【舞いあがれ!】細やかなセリフで示す山田事務員の心変わり…「奥さん」から「社長」へ

 たった一つの言葉で、心の変わりようまで描き出す。そんな脚本に視聴者が心底感心していたようだ。

 1月19日放送のNHK連続テレビ小説「舞いあがれ!」第75回では、ヒロインの岩倉舞(福原遥)が営業で取ってきた仕事に、社員が一丸となってまい進する様子が描かれた。そんななか、舞に対して冷ややかだった事務員の山田(大浦千佳)が、急に態度を変えてきたという。

 舞の母親・めぐみ(永作博美)が社長を継いだ部品工場の株式会社IWAKURAは、夫で前社長の浩太(高橋克典)が急逝した影響もあり、業績が悪化。だが前回、営業課の新米社員となった舞が薄型テレビ向けねじの仕事をもらうことができ、社内は活気づいていた。

 試作には難航するも、かつて金銭的な理由から転職していた結城章(葵揚)が終業後に手伝ってくれることに。少しずつ試作も前進し、会議室で結城と社員たちがわいわいやっているなか、山田は夕食を買ってくるとめぐみに声を掛けていた。

「山田が『社長』と呼びかけるもめぐみはまったく気づかず、あらためて『社長ぉ!』と声をかけると、めぐみは『うん!?』と怪訝そうな顔で返事をしていました。このちょっとしたやり取りに視聴者からは《社長って呼んだ!》と驚きの声があがっていたのです」(テレビ誌ライター)

新規営業に成功した舞を、山田は認め始めたようだ。トップ画像ともに©NHK

 第70回でめぐみが正式に社長を引き継いで以来、山田がめぐみに直接話しかける場面はこれが初めて。他の社員たちとしゃべるときは常に、めぐみのことを「奥さん」と呼んでいたものだ。

 社員たちにとって「社長」はあくまで、前社長だった浩太のこと。山田はIWAKURAが経営危機に陥って以来、常々早く逃げ出したいと語っており、後継社長であるめぐみのことを社長とは認めていなかったのだろう。

「だが舞が結城を呼び戻し、めぐみもそれを受け入れたことで、山田の気持ちにも変化が生じた様子。結城は古株の笠巻(古舘寛治)に次ぐ古参で、ナイスガイぶりゆえ社員からの信望も厚かった人物です。その結城が『IWAKURAに恩返ししたい』といって試作品の設計を手伝ってくれる姿を見て、山田もめぐみ新社長のことを見直したのではないでしょうか」(前出・テレビ誌ライター)

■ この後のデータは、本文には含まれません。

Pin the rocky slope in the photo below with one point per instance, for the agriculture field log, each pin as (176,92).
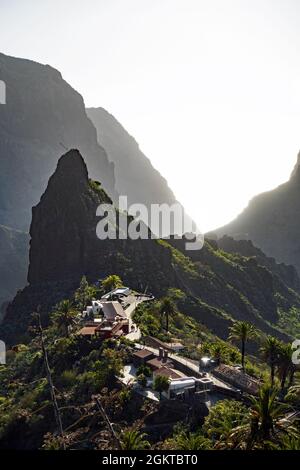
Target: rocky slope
(272,221)
(13,262)
(218,286)
(135,175)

 たった一言の「社長」というセリフに込められた、山田の変心。そんな細やかな脚本こそ「舞いあがれ!」らしさの表れではないだろうか。

 そうなると次に視聴者が期待するのは、山田が舞のことを何と呼ぶのかだ。これまで通りに「お嬢さん」と呼び続けるのか、それとも「岩倉さん」に変わるのか。営業課の先輩である藤沢(榎田貴斗)がすでに岩倉さんと呼んでいるなか、山田の変化に引き続き注目が集まることだろう。